Очерк был густо исчеркан красным карандашом, вымараны целые страницы и целые страницы дописаны уже другим почерком. «Солидно поработали, — подумал Кулешов. — Профессионально. Ага, вот и проясняется кое-что. Вот и мина на горизонте появилась…»
«…Вероятность того, что плавучую мину прибьет именно к нашим берегам, была ничтожной. С таким же успехом на волнах мог покачиваться пивной ларек из Одессы. Но это была мина — рогатая, мокрая, с лоснящейся стальной кожей, на которой торчали смертоносные бородавки. Это была мина, которая без труда могла отправить крейсер на дно, а танкер она бы просто превратила в железный мусор».

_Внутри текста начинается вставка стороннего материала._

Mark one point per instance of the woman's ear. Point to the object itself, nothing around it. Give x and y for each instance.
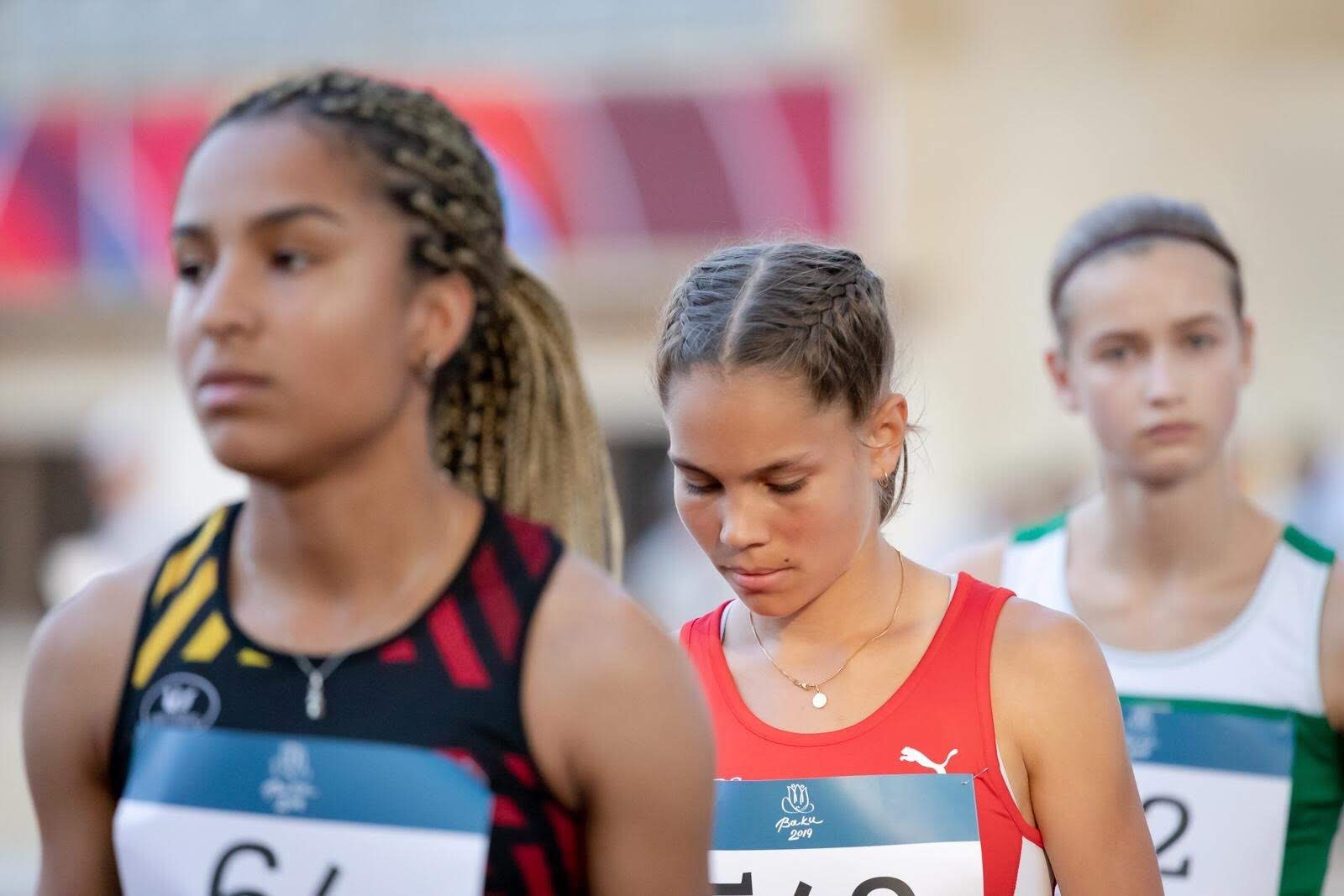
(886, 436)
(440, 318)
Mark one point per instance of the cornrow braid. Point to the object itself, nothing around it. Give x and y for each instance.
(793, 308)
(510, 416)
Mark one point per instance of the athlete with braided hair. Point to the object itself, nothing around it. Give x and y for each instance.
(880, 728)
(371, 676)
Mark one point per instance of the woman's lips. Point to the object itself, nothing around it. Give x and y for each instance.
(756, 579)
(223, 391)
(1169, 432)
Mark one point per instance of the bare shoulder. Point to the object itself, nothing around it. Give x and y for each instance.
(586, 616)
(97, 624)
(984, 559)
(1332, 647)
(1032, 640)
(78, 661)
(604, 687)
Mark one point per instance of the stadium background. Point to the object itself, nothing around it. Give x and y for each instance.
(949, 141)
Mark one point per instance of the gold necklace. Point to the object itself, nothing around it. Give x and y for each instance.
(819, 699)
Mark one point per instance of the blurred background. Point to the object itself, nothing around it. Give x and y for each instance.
(951, 141)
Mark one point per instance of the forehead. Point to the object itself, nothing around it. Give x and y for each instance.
(249, 167)
(1164, 282)
(743, 418)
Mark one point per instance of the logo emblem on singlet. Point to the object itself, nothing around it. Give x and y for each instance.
(797, 808)
(796, 802)
(1140, 731)
(181, 699)
(911, 754)
(289, 788)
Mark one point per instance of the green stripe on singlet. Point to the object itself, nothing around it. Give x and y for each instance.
(1308, 547)
(1314, 813)
(1317, 788)
(1039, 531)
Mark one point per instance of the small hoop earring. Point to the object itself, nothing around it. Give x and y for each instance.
(429, 367)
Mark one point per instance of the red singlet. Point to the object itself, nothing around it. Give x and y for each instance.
(937, 721)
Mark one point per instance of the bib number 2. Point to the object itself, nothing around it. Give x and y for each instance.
(1159, 810)
(871, 887)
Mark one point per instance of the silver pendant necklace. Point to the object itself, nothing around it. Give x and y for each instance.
(819, 698)
(315, 701)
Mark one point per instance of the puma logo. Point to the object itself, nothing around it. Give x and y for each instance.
(911, 754)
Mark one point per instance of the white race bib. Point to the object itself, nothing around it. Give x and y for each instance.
(853, 836)
(232, 813)
(1215, 781)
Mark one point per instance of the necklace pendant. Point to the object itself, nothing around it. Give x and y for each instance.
(315, 703)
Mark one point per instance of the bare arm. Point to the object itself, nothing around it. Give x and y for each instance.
(618, 728)
(1057, 703)
(983, 560)
(1332, 647)
(74, 681)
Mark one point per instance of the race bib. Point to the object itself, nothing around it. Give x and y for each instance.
(1215, 781)
(232, 813)
(855, 836)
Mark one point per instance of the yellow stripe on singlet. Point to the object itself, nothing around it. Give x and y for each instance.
(255, 658)
(210, 638)
(181, 611)
(178, 567)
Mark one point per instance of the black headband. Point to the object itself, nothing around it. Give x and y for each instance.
(1144, 233)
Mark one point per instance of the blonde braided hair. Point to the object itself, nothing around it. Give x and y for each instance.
(510, 416)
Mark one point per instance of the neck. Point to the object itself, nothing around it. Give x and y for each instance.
(848, 613)
(362, 526)
(1173, 528)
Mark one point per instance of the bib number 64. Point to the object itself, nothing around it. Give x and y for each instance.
(235, 855)
(871, 887)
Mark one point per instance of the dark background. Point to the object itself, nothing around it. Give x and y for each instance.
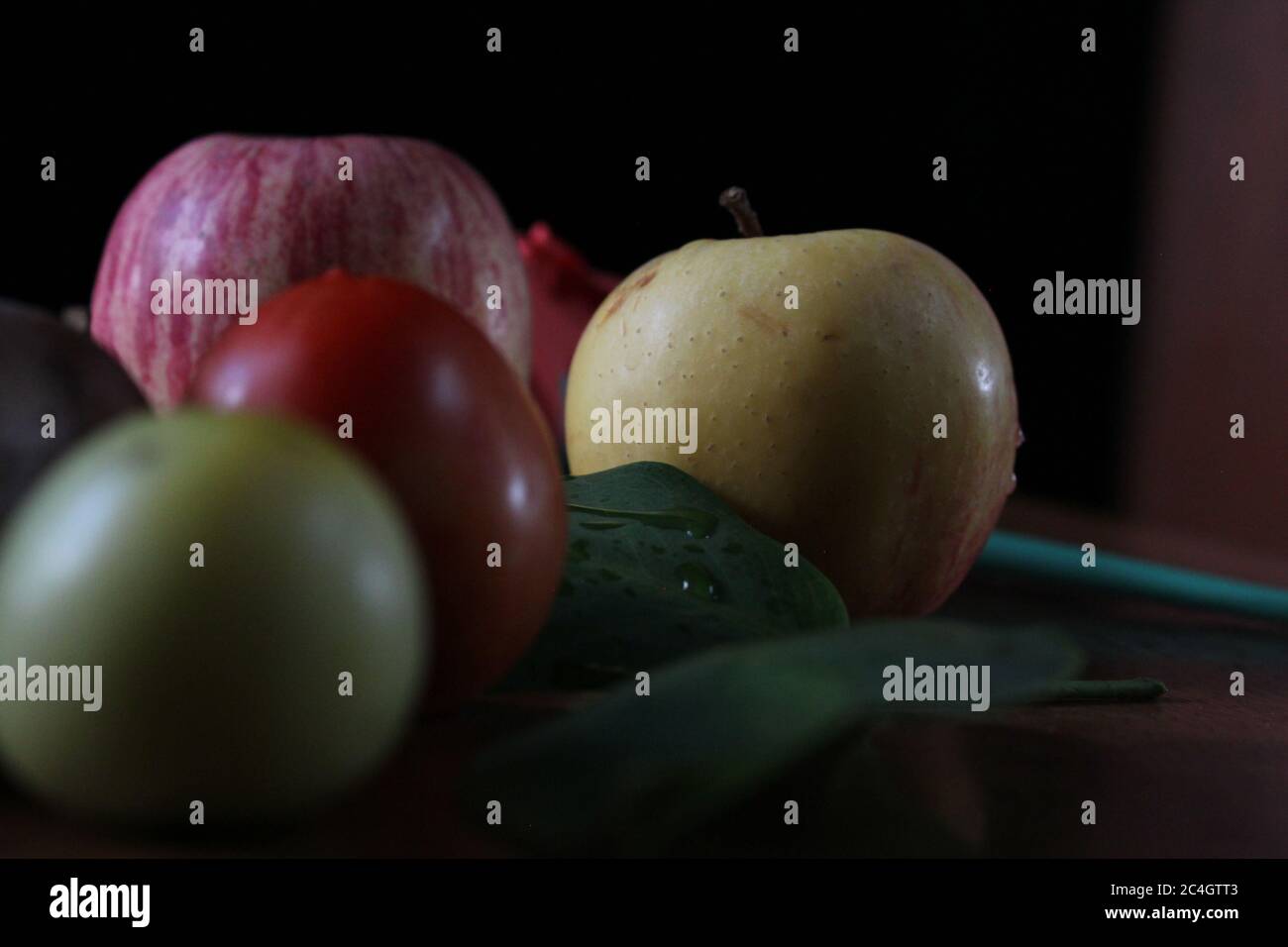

Так. Ну ладно, оставим пивной ларек из Одессы на совести журналиста. Пойдем дальше. «На море туман, не очень густой, правда. И прямо по курсу — мина. Мы разошлись с ней правым бортом, чуть ли не впритирку. Я стоял в то время у самого борта, проводил мину глазами и подумал, что, когда придем в порт, надо будет тральщик выслать, чтобы ее подорвали, и тут вдруг вынырнул из тумана темный силуэт: потом мы узнали, что это «Бердянск», но то, что это пассажирский пароход, разглядели сразу — глаз у нас как-никак наметан. Он шел малым ходом и должен был разойтись с нами тоже по правому борту, метрах так в двадцати. Это было грубейшим нарушением, и в обычных условиях мы подумали бы прежде всего о том, что капитан судна преступно беспечен, но теперь мы видели только то, что «Бердянск» шел прямо на мину. На судне было триста или четыреста человек, и большинство из них — женщины и дети.
Сделать уже практически ничего было нельзя: сигнальщик кинулся к семафору, радист тоже, должно быть, лихорадочно возился с аппаратом, но все это по инерции, потому что было поздно.
О чем думал тогда капитан Вершинин? О том, что «Бердянск» разломится пополам за считанные секунды и спасать уже будет некого? О том, что вся носовая часть «Северостроя» — это пустое, необитаемое железо, которое легко примет на себя удар? А может, он ни о чем таком и не думал, а просто, повинуясь морскому долгу, приказал круто положить руль вправо, чтобы загородить дорогу «Бердянску»?